Pitt Astronomers Exploring Dark Energy

U.S. Department of Energy provides go-ahead for ambitious new project

Joe Miksch


Cell: 412-997-0314

PITTSBURGH—Two hundred physicists and astronomers, including Jeffrey Newman and Andrew Zentner of the University of Pittsburgh, are one step closer to a deeper understanding of “dark energy,” the unknown phenomenon causing the expansion of the Universe to accelerate rather than slow down because of gravity.

Astronomers at the University of Pittsburgh have been working on developing a new project known as DESI, the Dark Energy Spectroscopic Instrument. Today, the U.S. Department of Energy approved the project’s scientific scope, schedule, and funding profile, enabling work on DESI to begin.

Newman, an associate professor in Pitt’s Department of Physics and Astronomy within the Kenneth P. Dietrich School of Arts and Sciences, and colleagues have developed new techniques for selecting which galaxies DESI should observe in order to map out the underlying structure of dark matter most efficiently. This work focuses on finding a class of objects known as “luminous red galaxies,” which are among the oldest and most massive galaxies in the universe. These galaxies are found only in the most massive concentrations of matter, serving as visible signposts of where dark matter can be found. Meanwhile, Zentner, also an associate professor in the department, is working on improving the theoretical underpinnings and developing new methods for the measurements DESI will make.

“Pitt has been a leader in the development of large projects to explore the distant universe and unravel the mysteries of dark matter and dark energy,” explained Newman. “DESI will enable a revolutionary step forward in our ability to solve some of the greatest problems in physics today.”

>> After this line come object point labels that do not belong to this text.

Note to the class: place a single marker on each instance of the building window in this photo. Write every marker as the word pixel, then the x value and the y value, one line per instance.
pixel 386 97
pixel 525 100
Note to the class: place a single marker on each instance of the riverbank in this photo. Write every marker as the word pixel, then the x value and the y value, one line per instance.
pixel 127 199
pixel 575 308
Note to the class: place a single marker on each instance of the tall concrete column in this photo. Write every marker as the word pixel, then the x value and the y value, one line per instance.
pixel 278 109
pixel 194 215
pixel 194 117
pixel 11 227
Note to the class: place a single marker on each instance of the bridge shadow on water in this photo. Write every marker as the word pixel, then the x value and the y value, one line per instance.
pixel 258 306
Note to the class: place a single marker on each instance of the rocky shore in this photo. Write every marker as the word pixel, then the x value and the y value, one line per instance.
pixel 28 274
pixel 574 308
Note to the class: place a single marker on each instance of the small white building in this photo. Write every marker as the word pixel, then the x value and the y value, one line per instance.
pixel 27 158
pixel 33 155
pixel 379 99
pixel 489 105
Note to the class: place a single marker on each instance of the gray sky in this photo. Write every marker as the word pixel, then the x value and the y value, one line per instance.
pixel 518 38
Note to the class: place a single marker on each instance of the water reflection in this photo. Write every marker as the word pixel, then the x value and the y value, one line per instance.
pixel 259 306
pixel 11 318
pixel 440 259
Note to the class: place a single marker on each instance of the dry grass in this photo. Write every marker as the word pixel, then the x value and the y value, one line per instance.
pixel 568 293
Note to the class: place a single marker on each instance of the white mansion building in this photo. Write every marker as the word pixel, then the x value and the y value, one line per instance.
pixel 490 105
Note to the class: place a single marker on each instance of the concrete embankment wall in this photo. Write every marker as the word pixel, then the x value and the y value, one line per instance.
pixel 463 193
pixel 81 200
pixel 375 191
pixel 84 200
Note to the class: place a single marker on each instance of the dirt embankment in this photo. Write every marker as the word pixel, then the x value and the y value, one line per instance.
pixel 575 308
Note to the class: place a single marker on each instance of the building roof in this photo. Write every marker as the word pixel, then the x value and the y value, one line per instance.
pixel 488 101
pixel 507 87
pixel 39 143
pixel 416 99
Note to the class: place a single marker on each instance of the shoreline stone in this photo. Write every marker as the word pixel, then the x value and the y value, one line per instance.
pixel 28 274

Fundamentally, DESI will help reveal how dark energy and gravity have competed over time to shape the universe. DESI will make a three-dimensional map of more than 30 million galaxies and quasars, using them to trace the underlying distribution of dark matter and to chart the largest structures in the universe. With DESI’s precision measurements of how the pattern of matter clustering has expanded over time, scientists can probe the nature of dark energy in detail. Simultaneously, DESI will determine how efficiently gravity attracts galaxies into higher-density regions of the universe, which provides a strong test of whether Einstein’s general theory of relativity is accurate on cosmic scales.

These measurements will be made using a new, state-of-the-art instrument mounted on the 4-meter Nicholas U. Mayall Telescope at Kitt Peak National Observatory near Tucson, Ariz.  DESI will use robotically-positioned fiber optics to gather light from nearly 5,000 objects at a time, allowing it to rapidly map out the universe as it appeared up to 12 billion years in the past (more than 85 percent of the way back to the Big Bang).

Key to DESI’s present and future success is its robust scientific collaboration, incorporating 31 universities and 18 governmental and private institutions, in both the United States and other countries. DOE and the National Science Foundation will shortly begin joint support for Mayall Telescope operations, preparatory work, and installation of the DESI instrument, paving the way for DESI to begin taking data by 2019.

Work on the DESI project at the University of Pittsburgh is supported by the U.S. Department of Energy, Office of Science, and Office of High Energy Physics under award number DE-SC0007914.